Context
Last time, we saw how counting triangles gives us a measure of transitivity. This time, we introduce a related measure: clustering.
- Clustering
- Clustering refers to the extent to which nodes in a network are tightly-knit.
For example, if a triad of nodes form a triangle, we intuitively think of them as more tightly-knit (or clustered) than three nodes with fewer or no links between them.
There are many ways one could quantify this intuitive notion. Locally
speaking, we might want to look at one particular node, u
, and see how
clustered are its neighbors around it. One way of doing this is by
counting how many of u
's neighbors are connected to each other. If this
reminds you of transitivity, it's because we're counting exactly how many
triangles have a vertex in u
.
Neighbors can be more or less clustered around a node.
To be able to compare clustering across nodes, however, we need to
normalize this value by the total number of possible triangles. For every
two nodes adjacent to u
, they could, potentially, form a triangle.
Therefore, we need to count the number of pairs of vertices adjacent to
u
. With this, we can formally define the local clustering coefficient of
u
.
- Local Clustering Coefficient
- The local clustering coefficient of node
u
, denoted \(c_u\), is defined by the ratio$$c_u = \frac{\text{triangles on }u}{\text{pairs adjacent to }u}$$
Observe that, since the numerator is never grater than the denominator, we have \(c_u \in [0, 1]\).
Challenge
Compute the local clustering coefficient of each node.

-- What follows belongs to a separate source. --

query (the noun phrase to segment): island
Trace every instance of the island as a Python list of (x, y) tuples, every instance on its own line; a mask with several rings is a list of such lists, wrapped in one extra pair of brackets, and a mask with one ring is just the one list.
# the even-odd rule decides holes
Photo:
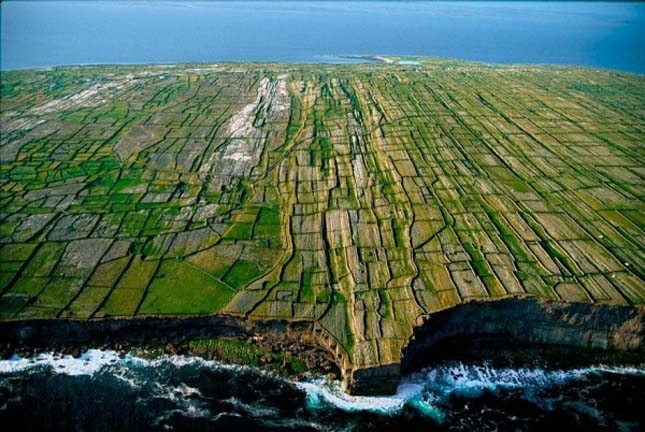
[(642, 353), (645, 76), (372, 60), (2, 71), (0, 343)]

The input is a file which contains one line with a single integer \(n\), the number of nodes in the network. The following \(n\) lines each contain one row of the adjacency matrix of the network, where each entry is separated by a space.
Output a list of numbers, the clustering coefficients of each node, on a single line, separated by a space. Print the numbers with three decimal places.
Sample Input
10
0 1 1 0 1 0 0 1 0 0
1 0 0 0 0 0 1 1 1 0
1 0 0 1 0 0 0 0 1 0
0 0 1 0 0 0 1 0 1 1
1 0 0 0 0 0 0 0 1 0
0 0 0 0 0 0 1 0 0 1
0 1 0 1 0 1 0 0 0 0
1 1 0 0 0 0 0 0 0 0
0 1 1 1 1 0 0 0 0 0
0 0 0 1 0 1 0 0 0 0
Sample Output
0.167 0.167 0.333 0.167 0.000 0.000 0.000 1.000 0.167 0.000
Solution
The solution to this challenge is hosted on Github.
Expansion Questions
-
Compare the concepts of density, transitivity, and clustering.
-
What can you say about a network all of whose nodes have local clustering coefficients equal to 1?
-
Consider the social network of your Facebook friends. What can you say about your college friends as opposed to all of your acquaintances in terms of clustering? Are they more or less clustered together than on average?
-
There are two other popular measures of clustering in a network.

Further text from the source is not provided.